God has granted us life and called us to keep it and preserve it with all the earnestness and the sincerity we have, toward God and the beloved ones, whom we consider seriously.
We are called to contend against death in all possible ways, until we witness that God is alive, and that God’s will is that we live until the time of our departure to God comes. Then, we would recommend our soul to God with contentment, because of our knowledge that God is in control of the world and wants to save us from suffering. The Creator responds to contentment with compassion, since compassion is the only entrance to the Kingdom. There we would meet those whom God has liberated from the oppression of this world and has filled their hearts with divine mercy, and this is the full joy.
If this is the condition of our relationship with God, then, there is no room for wailing. This is so, since our wailing would mean inherently that we opt for the dead person to remain in life, while the truth is that we feel sorry about human love and consolation, i.e., we opt for an unveiled face, rather than a face covered from our sight by compassion.
Natural grieves continue to exist and the Lord does not reject them, and Jesus Himself cried for His friend Lazarus. What is important is that we do not cut our relations with anyone and that we continue the service and we perform the benefactions and the holy recitations until wholeness descends upon us. Wholeness is our connectedness with the one taken from us to the abode of the saints and we truly hope for his/her salvation and the final liberation from the burden of this world. The union between those, whom God has received, and us is peace [that is possible through the bond of wholeness.].

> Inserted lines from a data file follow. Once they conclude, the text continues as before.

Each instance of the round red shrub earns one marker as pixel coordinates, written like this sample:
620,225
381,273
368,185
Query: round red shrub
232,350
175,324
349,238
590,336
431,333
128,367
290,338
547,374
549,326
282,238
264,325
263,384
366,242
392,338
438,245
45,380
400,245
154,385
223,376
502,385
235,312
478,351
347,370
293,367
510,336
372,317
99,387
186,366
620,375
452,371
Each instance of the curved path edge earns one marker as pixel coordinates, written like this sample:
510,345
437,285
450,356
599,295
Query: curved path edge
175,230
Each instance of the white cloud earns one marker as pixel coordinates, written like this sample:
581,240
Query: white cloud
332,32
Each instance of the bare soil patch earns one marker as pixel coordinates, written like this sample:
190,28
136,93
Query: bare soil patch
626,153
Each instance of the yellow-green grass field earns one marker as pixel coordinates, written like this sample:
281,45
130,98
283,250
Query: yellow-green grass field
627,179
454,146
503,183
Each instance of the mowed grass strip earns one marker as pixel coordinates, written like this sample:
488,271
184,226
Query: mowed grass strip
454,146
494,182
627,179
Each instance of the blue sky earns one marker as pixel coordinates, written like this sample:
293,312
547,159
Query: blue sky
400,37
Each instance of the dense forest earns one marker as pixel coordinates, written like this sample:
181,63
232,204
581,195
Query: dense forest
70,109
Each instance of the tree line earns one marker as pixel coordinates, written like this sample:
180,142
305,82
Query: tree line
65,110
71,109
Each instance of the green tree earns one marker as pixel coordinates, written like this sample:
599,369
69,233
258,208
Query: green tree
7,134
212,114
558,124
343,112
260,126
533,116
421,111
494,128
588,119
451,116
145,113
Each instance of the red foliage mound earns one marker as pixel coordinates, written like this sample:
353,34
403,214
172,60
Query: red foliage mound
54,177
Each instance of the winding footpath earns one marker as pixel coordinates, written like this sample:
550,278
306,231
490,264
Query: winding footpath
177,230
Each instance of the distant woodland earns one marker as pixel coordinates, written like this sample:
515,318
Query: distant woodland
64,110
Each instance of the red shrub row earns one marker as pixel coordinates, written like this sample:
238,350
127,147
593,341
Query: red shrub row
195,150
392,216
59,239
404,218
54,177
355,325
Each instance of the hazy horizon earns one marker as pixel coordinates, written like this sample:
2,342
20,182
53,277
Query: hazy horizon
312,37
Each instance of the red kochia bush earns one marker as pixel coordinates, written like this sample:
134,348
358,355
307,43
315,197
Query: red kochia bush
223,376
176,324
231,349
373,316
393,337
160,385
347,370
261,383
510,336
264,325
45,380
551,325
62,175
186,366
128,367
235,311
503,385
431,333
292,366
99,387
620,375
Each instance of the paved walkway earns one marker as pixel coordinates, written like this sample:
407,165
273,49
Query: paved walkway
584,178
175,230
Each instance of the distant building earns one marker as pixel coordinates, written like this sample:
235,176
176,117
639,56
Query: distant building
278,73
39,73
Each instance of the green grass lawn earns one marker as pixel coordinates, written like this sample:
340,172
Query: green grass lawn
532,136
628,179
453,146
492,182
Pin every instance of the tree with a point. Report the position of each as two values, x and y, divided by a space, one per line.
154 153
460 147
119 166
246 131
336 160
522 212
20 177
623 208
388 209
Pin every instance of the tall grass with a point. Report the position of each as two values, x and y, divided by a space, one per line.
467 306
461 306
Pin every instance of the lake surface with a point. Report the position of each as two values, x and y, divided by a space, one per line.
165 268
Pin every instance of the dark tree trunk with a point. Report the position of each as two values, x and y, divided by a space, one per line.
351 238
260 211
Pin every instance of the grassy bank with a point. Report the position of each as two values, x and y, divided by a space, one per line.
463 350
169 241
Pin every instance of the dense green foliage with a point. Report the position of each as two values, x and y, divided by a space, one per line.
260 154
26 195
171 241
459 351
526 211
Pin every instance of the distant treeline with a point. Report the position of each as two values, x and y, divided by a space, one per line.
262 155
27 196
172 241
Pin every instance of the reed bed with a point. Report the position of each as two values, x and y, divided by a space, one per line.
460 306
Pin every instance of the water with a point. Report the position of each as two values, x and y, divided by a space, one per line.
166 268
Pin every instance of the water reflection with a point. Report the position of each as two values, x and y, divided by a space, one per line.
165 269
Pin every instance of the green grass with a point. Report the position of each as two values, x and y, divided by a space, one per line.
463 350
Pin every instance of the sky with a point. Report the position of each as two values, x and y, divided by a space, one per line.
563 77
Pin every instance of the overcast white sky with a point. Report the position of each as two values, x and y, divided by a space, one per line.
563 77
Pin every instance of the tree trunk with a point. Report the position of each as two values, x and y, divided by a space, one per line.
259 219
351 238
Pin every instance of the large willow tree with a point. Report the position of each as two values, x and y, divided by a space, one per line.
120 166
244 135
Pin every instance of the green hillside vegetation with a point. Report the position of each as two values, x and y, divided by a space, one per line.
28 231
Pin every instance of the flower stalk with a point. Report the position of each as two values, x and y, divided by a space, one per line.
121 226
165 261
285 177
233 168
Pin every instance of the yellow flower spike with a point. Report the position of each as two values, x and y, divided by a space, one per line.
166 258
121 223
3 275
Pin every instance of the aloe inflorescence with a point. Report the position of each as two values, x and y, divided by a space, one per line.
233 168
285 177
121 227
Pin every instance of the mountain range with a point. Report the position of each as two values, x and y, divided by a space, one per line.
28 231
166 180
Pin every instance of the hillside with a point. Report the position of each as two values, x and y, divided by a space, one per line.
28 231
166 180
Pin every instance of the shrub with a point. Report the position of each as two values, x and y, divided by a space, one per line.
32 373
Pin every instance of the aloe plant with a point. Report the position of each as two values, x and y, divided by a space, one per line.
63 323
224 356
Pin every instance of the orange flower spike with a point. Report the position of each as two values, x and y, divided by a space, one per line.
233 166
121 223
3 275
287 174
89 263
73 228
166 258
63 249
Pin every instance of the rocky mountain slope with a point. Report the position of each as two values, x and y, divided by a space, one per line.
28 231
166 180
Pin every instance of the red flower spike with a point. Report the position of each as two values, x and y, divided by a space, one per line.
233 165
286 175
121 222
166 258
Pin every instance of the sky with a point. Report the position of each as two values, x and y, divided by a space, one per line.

Further, we inherit the virtues of those who have departed us, in the sense that we might perceive those values today, while they were concealed from us [earlier]. Thus, we might be sanctified through the dead ones. There is the remembrance of the virtues that we perform in the worship services. And in these services of remembrance communication takes place, until God brings us together on the Last Day.
Hence, we do not live this remembrance with irritability, but with prayer and imitation of the virtues of those whom God has concealed from the sights. You do not live with those asleep in the Lord unless with the one wholeness, which God has bestowed upon them and us. In this sense, they have not been separated [from us].
Furthermore, there is the cultural aspect, which makes you the inheritor of writers, intellectuals and scientists, whose legacy provides you with whatever they have achieved through their research, poetry, literature and the different sorts of art. From this perspective, you could say that Al-Mutanabbi, Shakespeare, Dostoevsky, Beethoven and others have not die. Their [own] articulation is present in the Kingdom and the extension of their articulation on earth.
Once, as I was walking with a great friend, who was knowledgeable in music, and he asked me, what remains from the Ninth Symphony? I said, the timbre vanishes, but the essence remains.
These are different features of receiving [God], the Lord, in the world beneath, with the hope of meeting God in heaven. This makes [the acceptance of] death easier and enhances your contiguousness to the dear Lord. And if your soul has become a bride of God, then your soul and the Spirit would say, Come. At that time, the kingdom of death vanishes within you.